Genome-wide analysis in a murine Dnmt1 knockdown model identifies epigenetically silenced genes in primary human pituitary tumors

2008 
DNA methylation at promoter CpG islands (CGI) is an epigenetic modification associated with inappropriate gene silencing in multiple tumor types. In the absence of a human pituitary tumor cell line, small interfering RNA–mediated knockdown of the maintenance methyltransferase DNA methyltransferase (cytosine 5)-1 ( Dnmt1 ) was used in the murine pituitary adenoma cell line AtT-20. Sustained knockdown induced reexpression of the fully methylated and normally imprinted gene neuronatin ( Nnat ) in a time-dependent manner.
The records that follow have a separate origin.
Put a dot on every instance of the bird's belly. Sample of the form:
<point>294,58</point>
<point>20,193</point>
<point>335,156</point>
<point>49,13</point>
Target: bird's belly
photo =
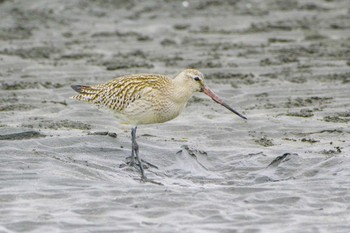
<point>150,113</point>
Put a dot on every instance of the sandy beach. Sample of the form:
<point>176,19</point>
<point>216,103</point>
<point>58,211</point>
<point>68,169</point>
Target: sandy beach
<point>283,64</point>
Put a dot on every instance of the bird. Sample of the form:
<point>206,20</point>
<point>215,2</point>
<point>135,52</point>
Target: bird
<point>147,99</point>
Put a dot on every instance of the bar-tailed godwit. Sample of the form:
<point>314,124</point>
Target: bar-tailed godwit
<point>147,99</point>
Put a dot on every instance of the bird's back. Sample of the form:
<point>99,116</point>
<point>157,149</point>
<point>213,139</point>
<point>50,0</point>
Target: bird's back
<point>140,99</point>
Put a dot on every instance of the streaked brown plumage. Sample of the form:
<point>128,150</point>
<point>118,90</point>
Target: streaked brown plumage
<point>147,98</point>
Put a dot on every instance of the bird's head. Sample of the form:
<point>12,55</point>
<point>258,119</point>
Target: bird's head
<point>194,81</point>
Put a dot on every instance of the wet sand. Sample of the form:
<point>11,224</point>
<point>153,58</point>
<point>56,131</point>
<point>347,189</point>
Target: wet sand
<point>284,64</point>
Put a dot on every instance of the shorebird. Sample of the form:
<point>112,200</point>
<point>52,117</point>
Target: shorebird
<point>147,99</point>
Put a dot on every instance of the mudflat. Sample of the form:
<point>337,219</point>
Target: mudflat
<point>283,64</point>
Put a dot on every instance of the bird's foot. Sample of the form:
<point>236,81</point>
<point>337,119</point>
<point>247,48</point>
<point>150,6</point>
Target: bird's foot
<point>134,163</point>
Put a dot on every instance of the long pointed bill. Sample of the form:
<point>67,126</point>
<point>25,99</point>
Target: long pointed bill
<point>217,99</point>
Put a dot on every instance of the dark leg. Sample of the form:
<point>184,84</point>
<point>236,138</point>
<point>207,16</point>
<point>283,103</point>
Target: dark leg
<point>135,152</point>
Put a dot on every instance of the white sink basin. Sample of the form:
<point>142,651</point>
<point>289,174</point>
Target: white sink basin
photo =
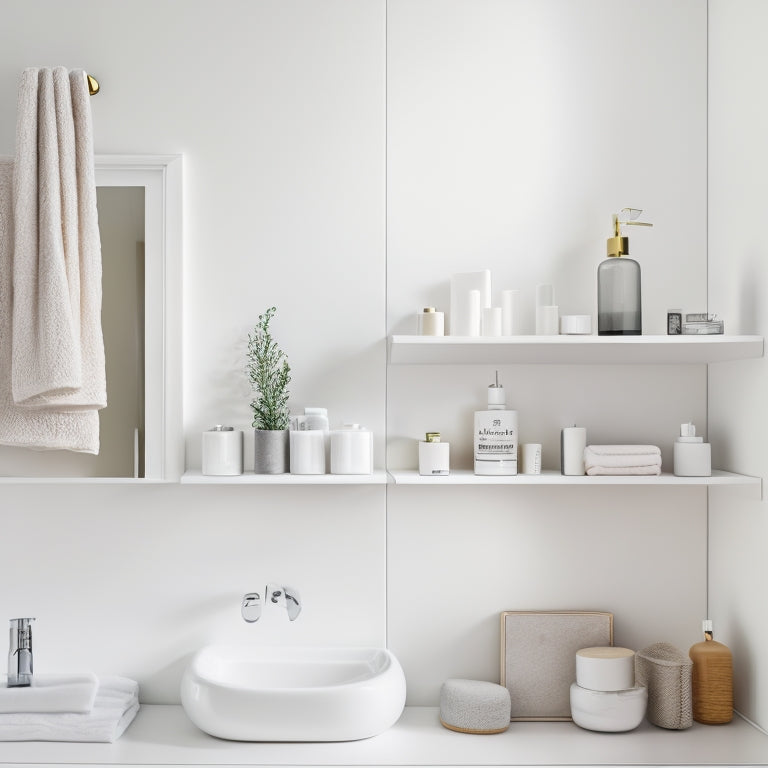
<point>248,693</point>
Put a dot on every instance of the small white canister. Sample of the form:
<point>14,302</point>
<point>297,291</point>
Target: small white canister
<point>608,668</point>
<point>223,451</point>
<point>307,452</point>
<point>351,450</point>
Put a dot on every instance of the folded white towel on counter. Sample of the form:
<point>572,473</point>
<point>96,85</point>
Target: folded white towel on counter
<point>622,457</point>
<point>58,348</point>
<point>115,706</point>
<point>646,470</point>
<point>51,693</point>
<point>26,427</point>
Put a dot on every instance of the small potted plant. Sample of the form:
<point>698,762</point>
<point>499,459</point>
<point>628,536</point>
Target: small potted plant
<point>269,374</point>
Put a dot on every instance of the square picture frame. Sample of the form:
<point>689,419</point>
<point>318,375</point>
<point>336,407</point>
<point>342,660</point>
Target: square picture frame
<point>538,658</point>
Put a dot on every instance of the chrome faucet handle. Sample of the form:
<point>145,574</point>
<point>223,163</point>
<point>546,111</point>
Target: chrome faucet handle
<point>288,597</point>
<point>251,608</point>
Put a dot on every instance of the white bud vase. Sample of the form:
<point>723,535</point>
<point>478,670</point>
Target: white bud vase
<point>270,455</point>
Combined bisulfite restriction analysis (COBRA) revealed that reexpression of Nnat was associated with partial CGI demethylation, which was also observed at the H19 differentially methylated region. Subsequent genome-wide microarray analysis identified 91 genes that were significantly differentially expressed in Dnmt1 knockdown cells (10% false discovery rate). The analysis showed that genes associated with the induction of apoptosis, signal transduction, and developmental processes were significantly overrepresented in this list ( P < 0.05). Following validation by reverse transcription-PCR and detection of inappropriate CGI methylation by COBRA, four genes ( ICAM1, NNAT, RUNX1 , and S100A10 ) were analyzed in primary human pituitary tumors, each displaying significantly reduced mRNA levels relative to normal pituitary ( P < 0.05). For two of these genes, NNAT and S100A10 , decreased expression was associated with increased promoter CGI methylation. Induced expression of Nnat in stable transfected AtT-20 cells inhibited cell proliferation. To our knowledge, this is the first report of array-based “epigenetic unmasking” in combination with Dnmt1 knockdown and reveals the potential of this strategy toward identifying genes silenced by epigenetic mechanisms across species boundaries. (Mol Cancer Res 2008;6(10):1567–74)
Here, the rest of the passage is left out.